Paracompact Hausdorff implies binormal

This article gives the statement and possibly, proof, of an implication relation between two topological space properties. That is, it states that every topological space satisfying the first topological space property (i.e., paracompact Hausdorff space) must also satisfy the second topological space property (i.e., binormal space)
View all topological space property implications | View all topological space property non-implications
Get more facts about paracompact Hausdorff space|Get more facts about binormal space

Statement

Any paracompact Hausdorff space (i.e., a space that is both paracompact and Hausdorff) is a binormal space.

Definitions used

Paracompact Hausdorff space

Further information: paracompact Hausdorff space

A topological space ${\displaystyle X}$ is termed a paracompact Hausdorff space if it satisfies the following two conditions:

1. It is a paracompact space: every open cover has a locally finite open refinement.
2. It is a Hausdorff space: any two points can be separated by disjoint open subsets.

Binormal space

Further information: binormal space

A topological space ${\displaystyle X}$ is termed a binormal space if the product of ${\displaystyle X}$ and the unit interval ${\displaystyle [0,1]}$ (equipped with the Euclidean topology) is a normal space.

Facts used

1. Compact times paracompact implies paracompact
2. Hausdorffness is product-closed
3. Paracompact Hausdorff implies normal

Proof

Given: A paracompact Hausdorff space ${\displaystyle X}$. ${\displaystyle I=[0,1]}$ is the unit interval.

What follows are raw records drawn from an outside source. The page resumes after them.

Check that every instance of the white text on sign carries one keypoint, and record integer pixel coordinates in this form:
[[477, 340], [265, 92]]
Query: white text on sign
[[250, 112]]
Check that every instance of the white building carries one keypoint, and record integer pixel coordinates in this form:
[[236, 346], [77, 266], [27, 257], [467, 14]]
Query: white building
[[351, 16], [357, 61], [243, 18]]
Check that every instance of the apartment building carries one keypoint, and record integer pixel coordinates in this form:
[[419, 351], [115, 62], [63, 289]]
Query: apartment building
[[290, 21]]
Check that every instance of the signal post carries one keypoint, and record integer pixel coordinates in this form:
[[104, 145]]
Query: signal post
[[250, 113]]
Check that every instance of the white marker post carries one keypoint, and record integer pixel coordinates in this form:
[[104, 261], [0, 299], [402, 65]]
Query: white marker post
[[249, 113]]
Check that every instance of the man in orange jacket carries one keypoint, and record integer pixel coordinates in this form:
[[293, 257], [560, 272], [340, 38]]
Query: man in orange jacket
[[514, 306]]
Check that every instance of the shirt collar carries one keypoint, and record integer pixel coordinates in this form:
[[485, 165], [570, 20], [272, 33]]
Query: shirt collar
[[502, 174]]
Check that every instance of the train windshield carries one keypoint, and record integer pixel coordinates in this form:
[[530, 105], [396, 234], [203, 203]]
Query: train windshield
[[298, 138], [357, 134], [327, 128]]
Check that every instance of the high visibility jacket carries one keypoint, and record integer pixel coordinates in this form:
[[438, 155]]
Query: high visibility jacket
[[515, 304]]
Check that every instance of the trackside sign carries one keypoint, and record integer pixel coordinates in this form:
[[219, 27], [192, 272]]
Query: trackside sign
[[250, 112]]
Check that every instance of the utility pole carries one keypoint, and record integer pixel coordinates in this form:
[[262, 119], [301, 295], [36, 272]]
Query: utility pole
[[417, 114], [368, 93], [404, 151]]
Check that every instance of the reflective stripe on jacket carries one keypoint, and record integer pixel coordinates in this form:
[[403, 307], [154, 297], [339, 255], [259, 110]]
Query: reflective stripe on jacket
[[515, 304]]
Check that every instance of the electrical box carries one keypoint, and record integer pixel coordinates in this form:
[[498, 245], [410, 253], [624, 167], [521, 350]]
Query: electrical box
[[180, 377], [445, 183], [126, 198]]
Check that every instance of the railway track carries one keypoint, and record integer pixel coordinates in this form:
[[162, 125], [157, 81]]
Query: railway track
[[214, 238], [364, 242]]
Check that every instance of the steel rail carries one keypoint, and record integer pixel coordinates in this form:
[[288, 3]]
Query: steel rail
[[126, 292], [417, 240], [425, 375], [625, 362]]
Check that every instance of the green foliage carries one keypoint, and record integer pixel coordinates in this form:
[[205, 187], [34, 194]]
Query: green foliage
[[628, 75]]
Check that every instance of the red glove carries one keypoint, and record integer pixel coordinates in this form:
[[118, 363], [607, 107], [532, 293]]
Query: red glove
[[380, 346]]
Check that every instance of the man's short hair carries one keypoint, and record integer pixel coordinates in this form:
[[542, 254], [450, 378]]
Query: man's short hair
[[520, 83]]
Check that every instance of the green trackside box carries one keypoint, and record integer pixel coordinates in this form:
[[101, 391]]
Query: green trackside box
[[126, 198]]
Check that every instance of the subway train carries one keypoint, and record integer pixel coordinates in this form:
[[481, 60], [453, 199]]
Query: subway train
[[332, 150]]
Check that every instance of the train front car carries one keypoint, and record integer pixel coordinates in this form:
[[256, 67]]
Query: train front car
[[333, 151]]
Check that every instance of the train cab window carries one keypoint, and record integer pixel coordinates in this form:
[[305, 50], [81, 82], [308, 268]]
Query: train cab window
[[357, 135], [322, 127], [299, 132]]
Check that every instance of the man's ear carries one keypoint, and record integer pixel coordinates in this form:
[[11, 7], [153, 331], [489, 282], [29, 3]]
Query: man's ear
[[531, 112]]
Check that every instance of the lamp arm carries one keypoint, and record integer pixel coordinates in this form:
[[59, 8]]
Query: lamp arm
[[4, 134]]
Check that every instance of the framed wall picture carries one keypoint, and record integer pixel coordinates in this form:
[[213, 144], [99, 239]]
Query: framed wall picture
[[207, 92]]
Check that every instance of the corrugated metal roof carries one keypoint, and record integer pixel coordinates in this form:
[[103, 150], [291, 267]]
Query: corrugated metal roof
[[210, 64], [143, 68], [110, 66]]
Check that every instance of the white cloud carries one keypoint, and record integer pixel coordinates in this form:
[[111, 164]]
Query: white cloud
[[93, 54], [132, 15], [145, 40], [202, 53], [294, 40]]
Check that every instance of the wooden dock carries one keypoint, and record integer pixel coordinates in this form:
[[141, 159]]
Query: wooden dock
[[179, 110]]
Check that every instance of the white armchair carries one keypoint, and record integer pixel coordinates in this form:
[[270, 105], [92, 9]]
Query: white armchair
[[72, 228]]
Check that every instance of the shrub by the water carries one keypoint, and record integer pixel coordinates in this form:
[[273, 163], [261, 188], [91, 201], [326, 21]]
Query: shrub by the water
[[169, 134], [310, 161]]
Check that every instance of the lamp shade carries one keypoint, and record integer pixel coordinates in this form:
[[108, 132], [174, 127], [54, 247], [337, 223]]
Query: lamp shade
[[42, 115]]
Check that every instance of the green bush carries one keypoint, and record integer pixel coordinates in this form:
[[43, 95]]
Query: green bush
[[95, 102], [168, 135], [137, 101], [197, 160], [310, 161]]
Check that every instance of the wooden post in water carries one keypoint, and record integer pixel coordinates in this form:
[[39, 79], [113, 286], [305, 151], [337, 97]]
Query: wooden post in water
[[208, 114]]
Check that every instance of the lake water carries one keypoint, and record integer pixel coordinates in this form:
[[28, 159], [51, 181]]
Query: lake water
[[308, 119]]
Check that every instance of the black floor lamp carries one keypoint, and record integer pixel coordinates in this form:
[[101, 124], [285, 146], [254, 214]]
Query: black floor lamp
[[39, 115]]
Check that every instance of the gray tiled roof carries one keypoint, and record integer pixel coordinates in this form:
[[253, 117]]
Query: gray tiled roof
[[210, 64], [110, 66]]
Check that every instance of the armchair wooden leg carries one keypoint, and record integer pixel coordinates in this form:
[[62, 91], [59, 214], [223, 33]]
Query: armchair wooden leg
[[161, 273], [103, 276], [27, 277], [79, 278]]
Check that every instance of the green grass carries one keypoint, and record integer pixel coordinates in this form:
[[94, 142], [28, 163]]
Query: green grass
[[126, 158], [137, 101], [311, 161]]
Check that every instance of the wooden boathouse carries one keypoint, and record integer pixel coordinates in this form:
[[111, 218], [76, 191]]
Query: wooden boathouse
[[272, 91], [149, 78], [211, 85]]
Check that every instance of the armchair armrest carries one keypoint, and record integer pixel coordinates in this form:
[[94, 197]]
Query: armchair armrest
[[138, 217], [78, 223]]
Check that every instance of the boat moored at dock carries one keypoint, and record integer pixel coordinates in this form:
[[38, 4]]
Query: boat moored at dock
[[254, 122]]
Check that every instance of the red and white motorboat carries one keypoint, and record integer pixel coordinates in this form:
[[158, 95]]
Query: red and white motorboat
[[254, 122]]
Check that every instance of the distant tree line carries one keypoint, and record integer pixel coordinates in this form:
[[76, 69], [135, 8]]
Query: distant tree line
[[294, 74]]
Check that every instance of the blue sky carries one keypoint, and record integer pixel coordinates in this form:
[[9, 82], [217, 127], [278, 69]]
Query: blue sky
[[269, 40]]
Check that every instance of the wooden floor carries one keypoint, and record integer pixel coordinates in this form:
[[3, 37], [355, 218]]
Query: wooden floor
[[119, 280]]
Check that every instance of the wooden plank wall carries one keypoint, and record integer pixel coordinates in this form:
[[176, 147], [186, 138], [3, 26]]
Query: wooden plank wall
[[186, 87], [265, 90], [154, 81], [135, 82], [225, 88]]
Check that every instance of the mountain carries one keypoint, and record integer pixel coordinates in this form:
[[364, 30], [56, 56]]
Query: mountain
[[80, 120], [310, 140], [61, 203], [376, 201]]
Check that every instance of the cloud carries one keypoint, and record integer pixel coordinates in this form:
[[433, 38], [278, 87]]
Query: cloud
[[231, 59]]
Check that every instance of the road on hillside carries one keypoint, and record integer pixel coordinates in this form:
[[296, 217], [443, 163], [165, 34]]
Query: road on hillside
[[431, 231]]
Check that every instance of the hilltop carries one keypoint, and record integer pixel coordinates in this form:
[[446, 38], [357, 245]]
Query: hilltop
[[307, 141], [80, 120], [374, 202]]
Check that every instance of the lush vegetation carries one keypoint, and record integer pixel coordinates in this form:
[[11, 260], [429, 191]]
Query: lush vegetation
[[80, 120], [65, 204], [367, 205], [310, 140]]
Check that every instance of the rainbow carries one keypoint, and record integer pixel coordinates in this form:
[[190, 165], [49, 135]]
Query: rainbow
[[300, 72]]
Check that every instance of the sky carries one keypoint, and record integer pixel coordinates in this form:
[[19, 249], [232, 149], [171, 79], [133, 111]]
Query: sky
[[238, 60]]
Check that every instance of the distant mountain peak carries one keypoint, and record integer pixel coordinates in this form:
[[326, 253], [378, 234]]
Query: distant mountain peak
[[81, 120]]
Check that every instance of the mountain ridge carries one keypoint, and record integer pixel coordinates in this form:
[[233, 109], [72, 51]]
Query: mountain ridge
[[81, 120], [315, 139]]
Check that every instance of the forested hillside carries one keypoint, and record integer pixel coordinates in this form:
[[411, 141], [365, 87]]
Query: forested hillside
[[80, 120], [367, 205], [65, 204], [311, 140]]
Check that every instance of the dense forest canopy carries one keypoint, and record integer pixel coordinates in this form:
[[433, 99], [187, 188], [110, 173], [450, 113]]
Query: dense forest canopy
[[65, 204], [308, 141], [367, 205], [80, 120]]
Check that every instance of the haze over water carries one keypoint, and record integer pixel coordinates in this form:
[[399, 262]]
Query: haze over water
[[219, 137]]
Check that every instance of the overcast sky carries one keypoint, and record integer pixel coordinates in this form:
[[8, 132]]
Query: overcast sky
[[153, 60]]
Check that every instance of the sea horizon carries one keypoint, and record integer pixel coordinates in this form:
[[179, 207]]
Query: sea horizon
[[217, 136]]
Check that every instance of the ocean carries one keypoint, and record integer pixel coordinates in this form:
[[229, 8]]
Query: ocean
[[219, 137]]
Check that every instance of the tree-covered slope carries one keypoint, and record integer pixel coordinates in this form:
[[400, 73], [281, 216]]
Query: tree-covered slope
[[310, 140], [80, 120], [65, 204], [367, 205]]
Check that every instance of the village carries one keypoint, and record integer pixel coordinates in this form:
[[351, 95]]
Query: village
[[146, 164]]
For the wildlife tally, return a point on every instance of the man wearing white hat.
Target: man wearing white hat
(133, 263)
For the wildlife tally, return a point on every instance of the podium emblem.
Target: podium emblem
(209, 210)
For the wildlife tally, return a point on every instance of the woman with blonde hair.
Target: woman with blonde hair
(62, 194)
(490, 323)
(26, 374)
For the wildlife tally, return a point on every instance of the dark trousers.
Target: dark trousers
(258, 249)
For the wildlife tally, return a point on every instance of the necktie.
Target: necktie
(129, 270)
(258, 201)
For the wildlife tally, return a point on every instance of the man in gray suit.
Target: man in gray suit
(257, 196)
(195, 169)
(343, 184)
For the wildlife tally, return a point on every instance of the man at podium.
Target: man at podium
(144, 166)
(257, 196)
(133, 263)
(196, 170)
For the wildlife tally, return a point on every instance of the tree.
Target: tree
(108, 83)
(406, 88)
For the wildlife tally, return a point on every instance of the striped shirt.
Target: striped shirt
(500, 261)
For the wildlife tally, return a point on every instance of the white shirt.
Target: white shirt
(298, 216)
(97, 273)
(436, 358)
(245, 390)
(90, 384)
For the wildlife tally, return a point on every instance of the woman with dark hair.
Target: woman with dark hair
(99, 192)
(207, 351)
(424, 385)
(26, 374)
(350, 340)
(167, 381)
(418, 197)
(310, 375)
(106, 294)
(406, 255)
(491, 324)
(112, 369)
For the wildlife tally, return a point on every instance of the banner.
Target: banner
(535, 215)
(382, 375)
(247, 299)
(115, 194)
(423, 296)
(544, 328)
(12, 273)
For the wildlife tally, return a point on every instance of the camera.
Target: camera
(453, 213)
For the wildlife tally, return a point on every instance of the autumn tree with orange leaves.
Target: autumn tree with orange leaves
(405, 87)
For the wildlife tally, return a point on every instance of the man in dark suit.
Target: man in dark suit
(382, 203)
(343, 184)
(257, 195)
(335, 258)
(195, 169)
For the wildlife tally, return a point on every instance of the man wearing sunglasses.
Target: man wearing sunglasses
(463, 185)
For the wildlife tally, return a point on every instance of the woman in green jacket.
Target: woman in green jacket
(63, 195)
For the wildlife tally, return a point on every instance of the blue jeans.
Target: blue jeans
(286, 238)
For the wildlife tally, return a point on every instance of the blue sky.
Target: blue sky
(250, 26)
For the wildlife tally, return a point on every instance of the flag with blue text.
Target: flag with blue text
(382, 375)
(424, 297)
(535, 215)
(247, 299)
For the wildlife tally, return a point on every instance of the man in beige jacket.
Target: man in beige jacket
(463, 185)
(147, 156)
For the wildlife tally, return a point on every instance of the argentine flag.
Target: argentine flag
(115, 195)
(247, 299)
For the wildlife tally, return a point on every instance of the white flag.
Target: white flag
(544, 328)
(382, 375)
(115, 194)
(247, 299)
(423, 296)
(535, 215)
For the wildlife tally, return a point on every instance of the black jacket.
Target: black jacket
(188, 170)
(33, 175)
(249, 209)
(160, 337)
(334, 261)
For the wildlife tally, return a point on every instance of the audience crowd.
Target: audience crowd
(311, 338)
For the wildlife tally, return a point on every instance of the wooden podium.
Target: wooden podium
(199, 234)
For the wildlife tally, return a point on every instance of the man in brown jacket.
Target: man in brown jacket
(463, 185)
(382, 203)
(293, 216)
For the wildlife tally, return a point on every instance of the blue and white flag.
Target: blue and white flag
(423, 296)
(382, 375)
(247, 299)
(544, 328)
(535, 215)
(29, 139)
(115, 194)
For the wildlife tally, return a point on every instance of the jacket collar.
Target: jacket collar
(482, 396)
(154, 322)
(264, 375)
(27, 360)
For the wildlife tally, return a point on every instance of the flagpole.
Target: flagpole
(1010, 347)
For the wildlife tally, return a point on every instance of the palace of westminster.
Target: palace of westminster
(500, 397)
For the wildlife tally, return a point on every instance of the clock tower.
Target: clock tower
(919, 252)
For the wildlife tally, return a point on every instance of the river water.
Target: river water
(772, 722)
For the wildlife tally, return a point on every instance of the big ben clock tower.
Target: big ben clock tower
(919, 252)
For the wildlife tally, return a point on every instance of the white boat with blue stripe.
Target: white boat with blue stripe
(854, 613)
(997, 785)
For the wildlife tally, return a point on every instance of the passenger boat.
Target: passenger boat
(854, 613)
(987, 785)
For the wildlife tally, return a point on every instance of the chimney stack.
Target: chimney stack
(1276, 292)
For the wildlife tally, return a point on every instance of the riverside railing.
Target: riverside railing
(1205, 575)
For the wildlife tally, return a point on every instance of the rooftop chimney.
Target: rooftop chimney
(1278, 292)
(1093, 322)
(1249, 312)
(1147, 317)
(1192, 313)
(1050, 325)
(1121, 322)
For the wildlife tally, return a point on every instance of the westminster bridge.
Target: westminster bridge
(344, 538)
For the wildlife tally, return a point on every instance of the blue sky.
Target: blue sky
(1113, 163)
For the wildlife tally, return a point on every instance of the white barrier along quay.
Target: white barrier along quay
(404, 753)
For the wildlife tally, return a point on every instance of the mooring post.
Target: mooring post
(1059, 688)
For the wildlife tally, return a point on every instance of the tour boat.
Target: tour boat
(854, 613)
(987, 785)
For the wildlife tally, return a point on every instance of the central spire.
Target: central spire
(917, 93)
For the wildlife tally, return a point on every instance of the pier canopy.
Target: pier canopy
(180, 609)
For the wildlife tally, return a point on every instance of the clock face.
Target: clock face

To prove: The space ${\displaystyle X\times I}$ is a normal space.

Proof:

1. ${\displaystyle X\times I}$ is paracompact: This follows from ${\displaystyle X}$ being paracompact, ${\displaystyle I}$ being compact, and fact (1).
2. ${\displaystyle X\times I}$ is Hausdorff: This follows from fact (2).
3. ${\displaystyle X\times I}$ is normal: The previous two steps yield that ${\displaystyle X\times I}$ is paracompact Hausdorff. Fact (3) now yields that ${\displaystyle X\times I}$ is normal.